You might argue that in some instances self-centeredness is healthy, necessary even, particularly when it benefits the common good. Certainly, Scarlett’s selfishness saves her ancestral home, Tara, and her family as well from the ravages of the Civil War in the American South. But you’d be hard-pressed to convince her put-upon sisters and long-suffering beaus of that — to say nothing of the slaves underpinning her antebellum ideal and many a reader.

It’s tricky, isn’t it? Being self-possessed without being self-absorbed, knowing what belongs to you in this world, what belongs to others and what — and whom — you belong to. For the artist — working one or two jobs to support his passion, then spending long hours, often alone, to realize that passion — this is a particular challenge. For women — traditionally saddled with being the more giving sex — it’s a double bind, one that Hollywood loves. Remember Anne Bancroft’s single-minded ballerina in “The Turning Point.” Having manipulated rival Shirley MacLaine years earlier, she must face being upstaged and replaced by MacLaine’s daughter (Leslie Browne), with only a glamorous apartment and the requisite petite pooch for company. Ah, the price of art.
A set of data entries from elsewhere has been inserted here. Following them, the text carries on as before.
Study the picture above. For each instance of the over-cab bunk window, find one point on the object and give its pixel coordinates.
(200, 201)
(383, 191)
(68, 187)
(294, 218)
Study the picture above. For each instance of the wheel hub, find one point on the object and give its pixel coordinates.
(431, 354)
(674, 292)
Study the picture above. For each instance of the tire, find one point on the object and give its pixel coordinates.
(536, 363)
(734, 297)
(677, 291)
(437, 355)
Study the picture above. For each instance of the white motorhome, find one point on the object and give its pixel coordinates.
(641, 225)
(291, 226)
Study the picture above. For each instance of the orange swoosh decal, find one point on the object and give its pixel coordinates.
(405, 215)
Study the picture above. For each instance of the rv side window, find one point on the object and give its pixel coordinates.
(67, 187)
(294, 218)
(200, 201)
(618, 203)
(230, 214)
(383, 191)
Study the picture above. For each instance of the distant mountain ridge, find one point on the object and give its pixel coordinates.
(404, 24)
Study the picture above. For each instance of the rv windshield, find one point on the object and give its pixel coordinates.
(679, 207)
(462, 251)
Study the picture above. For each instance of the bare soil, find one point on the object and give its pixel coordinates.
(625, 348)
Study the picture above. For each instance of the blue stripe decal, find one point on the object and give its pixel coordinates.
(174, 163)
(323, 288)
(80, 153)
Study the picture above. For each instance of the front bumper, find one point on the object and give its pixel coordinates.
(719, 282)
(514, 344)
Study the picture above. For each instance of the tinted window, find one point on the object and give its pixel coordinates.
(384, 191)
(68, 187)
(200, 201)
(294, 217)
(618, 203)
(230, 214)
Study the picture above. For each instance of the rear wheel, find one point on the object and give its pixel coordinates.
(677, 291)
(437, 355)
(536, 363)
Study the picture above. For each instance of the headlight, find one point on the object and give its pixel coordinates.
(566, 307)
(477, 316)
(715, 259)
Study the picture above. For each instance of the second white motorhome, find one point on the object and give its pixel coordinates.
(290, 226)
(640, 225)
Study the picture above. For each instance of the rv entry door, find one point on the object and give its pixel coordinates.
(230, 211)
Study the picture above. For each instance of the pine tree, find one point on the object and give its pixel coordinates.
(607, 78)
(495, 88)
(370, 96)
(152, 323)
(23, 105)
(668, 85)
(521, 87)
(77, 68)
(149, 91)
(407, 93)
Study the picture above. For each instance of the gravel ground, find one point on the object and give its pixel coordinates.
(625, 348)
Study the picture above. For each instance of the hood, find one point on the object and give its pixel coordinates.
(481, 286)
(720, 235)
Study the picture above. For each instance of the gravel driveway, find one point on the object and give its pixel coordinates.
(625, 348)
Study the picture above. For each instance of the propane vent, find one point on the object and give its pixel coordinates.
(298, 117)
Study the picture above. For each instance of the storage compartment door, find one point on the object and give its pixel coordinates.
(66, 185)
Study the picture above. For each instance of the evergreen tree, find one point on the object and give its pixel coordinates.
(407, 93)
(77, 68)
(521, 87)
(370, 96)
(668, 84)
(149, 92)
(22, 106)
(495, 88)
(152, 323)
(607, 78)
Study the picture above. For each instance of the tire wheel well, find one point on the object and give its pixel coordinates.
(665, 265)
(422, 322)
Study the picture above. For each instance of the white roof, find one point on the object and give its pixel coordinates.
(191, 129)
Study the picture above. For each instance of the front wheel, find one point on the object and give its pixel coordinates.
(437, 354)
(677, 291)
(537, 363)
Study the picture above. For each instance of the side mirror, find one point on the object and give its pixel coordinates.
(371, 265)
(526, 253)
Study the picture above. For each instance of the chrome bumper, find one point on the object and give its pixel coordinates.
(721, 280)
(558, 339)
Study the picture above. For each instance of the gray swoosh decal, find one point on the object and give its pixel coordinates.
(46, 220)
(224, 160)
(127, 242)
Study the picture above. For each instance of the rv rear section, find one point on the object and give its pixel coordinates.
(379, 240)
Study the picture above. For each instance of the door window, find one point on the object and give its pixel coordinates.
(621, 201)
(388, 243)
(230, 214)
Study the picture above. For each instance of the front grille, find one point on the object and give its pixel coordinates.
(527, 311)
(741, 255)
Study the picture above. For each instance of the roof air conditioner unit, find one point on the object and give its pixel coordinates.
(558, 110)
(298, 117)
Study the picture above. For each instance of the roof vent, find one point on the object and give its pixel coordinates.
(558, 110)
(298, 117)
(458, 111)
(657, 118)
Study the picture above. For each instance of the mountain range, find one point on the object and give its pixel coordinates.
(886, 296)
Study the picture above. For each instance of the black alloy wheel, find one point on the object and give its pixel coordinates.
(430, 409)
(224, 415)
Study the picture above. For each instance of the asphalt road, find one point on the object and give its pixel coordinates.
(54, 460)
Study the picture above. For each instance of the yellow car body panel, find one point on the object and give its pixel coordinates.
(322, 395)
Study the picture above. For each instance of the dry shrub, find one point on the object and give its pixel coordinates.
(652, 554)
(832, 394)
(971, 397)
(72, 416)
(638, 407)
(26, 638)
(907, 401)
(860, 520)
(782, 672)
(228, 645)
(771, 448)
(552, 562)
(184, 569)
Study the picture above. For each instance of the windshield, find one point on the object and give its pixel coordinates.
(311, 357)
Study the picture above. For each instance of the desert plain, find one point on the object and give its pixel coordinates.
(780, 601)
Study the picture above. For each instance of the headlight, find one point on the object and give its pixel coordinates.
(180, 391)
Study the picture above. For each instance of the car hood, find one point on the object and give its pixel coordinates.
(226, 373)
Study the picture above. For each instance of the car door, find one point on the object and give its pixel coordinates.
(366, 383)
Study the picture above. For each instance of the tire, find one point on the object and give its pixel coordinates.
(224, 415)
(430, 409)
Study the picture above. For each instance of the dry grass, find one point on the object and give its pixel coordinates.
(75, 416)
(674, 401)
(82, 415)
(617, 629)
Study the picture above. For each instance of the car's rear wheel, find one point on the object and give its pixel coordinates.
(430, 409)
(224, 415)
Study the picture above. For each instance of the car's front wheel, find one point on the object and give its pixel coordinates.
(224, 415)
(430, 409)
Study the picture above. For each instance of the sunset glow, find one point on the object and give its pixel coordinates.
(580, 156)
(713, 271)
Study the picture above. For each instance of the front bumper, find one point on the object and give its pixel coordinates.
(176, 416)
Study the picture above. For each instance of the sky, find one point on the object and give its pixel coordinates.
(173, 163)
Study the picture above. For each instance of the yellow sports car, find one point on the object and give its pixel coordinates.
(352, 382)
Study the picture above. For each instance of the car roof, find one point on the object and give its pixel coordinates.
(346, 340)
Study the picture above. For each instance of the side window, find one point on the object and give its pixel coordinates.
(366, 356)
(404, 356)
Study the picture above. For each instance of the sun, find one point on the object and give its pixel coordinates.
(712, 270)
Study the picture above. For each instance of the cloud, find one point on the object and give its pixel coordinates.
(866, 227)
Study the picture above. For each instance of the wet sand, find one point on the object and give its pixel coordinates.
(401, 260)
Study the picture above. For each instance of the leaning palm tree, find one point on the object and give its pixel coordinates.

Sometimes, though, it’s the family of the artist that pays the price. In “The Moon and Sixpence,” W. Somerset Maugham fictionalizes the life of Postimpressionist Paul Gauguin in his narrative of an artist who uses and discards others in pursuit of painting. Gauguin contributed to the myth of the self-absorbed artiste, with himself as a prime example. But it’s certainly true that he abandoned his wife, children and the bourgeois life of a Parisian banker for la vie bohème in Tahiti and he wasn’t kind to the admittedly difficult Vincent van Gogh.

Yet he created great art. Was it worth the tradeoff? Maybe to us, yes, but what about
the family?

It’s a tough balancing act — one that many artists navigate by being among the first to donate money, time and talent when charity and crises call. Consider the recent “Hand in Hand” Hurricane Relief telethon, in which performing artists raised more than $55 million.

They seem to understand that we are put on this earth to give joy to others and ourselves. And yet, if you are going to have any kind of creative life, there must be moments when those two are mutually exclusive. You have to go within to reach out, say “no” instead of “yes.”

As long as there are those moments, in the end, when you do say “yes.”